2011 NFL Draft Player Profile | Jake Locker
Jake Locker began his tenure at Washington as a fairly one-dimensional quarterback who could run with the best of them, but clearly needed work as a pure quarterback.
He gradually evolved, but the knocks of playing in a weak conference and guiding a below-average team weighed him down, encouraging him to return for his senior season. Locker regressed after a stellar junior year, and while he flashed immense talent throughout his college career, his final season also proved further that he is still as work in progress.
Player Name: Jake Locker
Hand: 9 5/8
Locker is fully equipped to go to battle at the next level. He has great size, a big arm, can make all the throws, and possesses excellent mobility. He’s proven he can stay healthy with two solid seasons following a major knee injury, and while he played for bad Washington teams, he clearly elevated his team’s level of play often.
Locker is pro-ready with experience in a Pro Style offense, while he possesses great footwork and a nice, quick release. His throwing mechanics, while in question early in his college career, have improved to the point where he doesn’t resort to taking off and running (although he can). He has displayed discipline and poise in the pocket, while showing he can lead receivers and hit targets from anywhere on the field.
Locker has all the physical tools and intangibles needed to succeed at the next level, along with size, build, and leadership ability. However, there are still some flaws to his game. While his college statistics shouldn’t necessarily reflect the type of player he can become at the next level, they still warrant a close look.
With no season in four years with over 59% of completed passes, Locker faces accuracy and decision-making questions. Were some of his tough years in Washington truly because a lack of talent, or was it because he found it difficult to maximize his own talent and the talent around him? While that notion is a bit of a reach, it’s never been a secret that Locker is confident in his arm strength and ability, and will routinely force the issue on many of his passes.

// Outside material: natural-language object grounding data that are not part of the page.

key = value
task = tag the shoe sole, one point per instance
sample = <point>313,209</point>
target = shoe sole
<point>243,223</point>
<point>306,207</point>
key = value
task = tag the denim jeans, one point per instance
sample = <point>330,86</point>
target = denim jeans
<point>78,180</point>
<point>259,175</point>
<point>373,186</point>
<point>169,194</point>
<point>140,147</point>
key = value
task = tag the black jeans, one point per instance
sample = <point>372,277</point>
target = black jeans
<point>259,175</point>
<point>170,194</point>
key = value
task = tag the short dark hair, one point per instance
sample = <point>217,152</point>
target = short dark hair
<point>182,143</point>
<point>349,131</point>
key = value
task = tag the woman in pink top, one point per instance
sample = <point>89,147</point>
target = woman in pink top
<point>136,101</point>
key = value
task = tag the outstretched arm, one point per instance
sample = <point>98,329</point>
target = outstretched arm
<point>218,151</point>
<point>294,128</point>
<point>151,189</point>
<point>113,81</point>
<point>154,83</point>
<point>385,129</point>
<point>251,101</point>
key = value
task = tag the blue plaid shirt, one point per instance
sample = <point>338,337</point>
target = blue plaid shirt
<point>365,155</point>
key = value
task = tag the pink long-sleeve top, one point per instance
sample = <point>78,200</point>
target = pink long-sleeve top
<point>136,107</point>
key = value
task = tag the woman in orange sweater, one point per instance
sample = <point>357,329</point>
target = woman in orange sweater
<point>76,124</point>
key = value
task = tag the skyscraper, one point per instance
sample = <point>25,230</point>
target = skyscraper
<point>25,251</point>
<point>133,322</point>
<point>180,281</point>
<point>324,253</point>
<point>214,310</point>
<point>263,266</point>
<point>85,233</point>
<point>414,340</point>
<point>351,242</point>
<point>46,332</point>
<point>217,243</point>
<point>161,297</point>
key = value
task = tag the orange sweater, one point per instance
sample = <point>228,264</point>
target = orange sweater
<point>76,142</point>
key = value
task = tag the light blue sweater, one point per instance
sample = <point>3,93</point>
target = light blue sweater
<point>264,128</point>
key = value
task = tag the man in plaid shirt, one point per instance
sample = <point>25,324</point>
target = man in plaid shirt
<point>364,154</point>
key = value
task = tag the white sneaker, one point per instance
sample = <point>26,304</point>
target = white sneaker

Locker has battled with consistency issues for nearly his entire college career, and has also struggled with reading defenses. Both of these flaws are common for all rookies, but they may be magnified for Locker because of his decision to return to Washington for his senior year, and then having a season that didn’t meet expectations. Locker also seems to struggle setting his feet and making accurate throws on a consistent basis. He’s often more accurate throwing on the run, where he’s more comfortable. Unfortunately, he won’t be able to get away with that in the NFL against much faster defenses. Locker will need to work on his timing with receivers, and ability to read the defense in order to succeed at the next level. He tends to stare down his receivers from time to time, ending up in an interception or batted pass.
Many draft experts will knock Locker for the obvious flaws: interceptions, reading defenses, and lack of wins in four seasons. However, one could easily point to former Vanderbilt quarterback Jay Cutler, who experience much of the same problems, but had the tools and make-up to be a quality passer at the next level. Locker clearly has some work to do, but his talent is too good for him to slip far, regardless of how picky scouts can be. His size and ability alone will keep him in the first round, and his potential and a good NFL Combine could even push him into the top 10.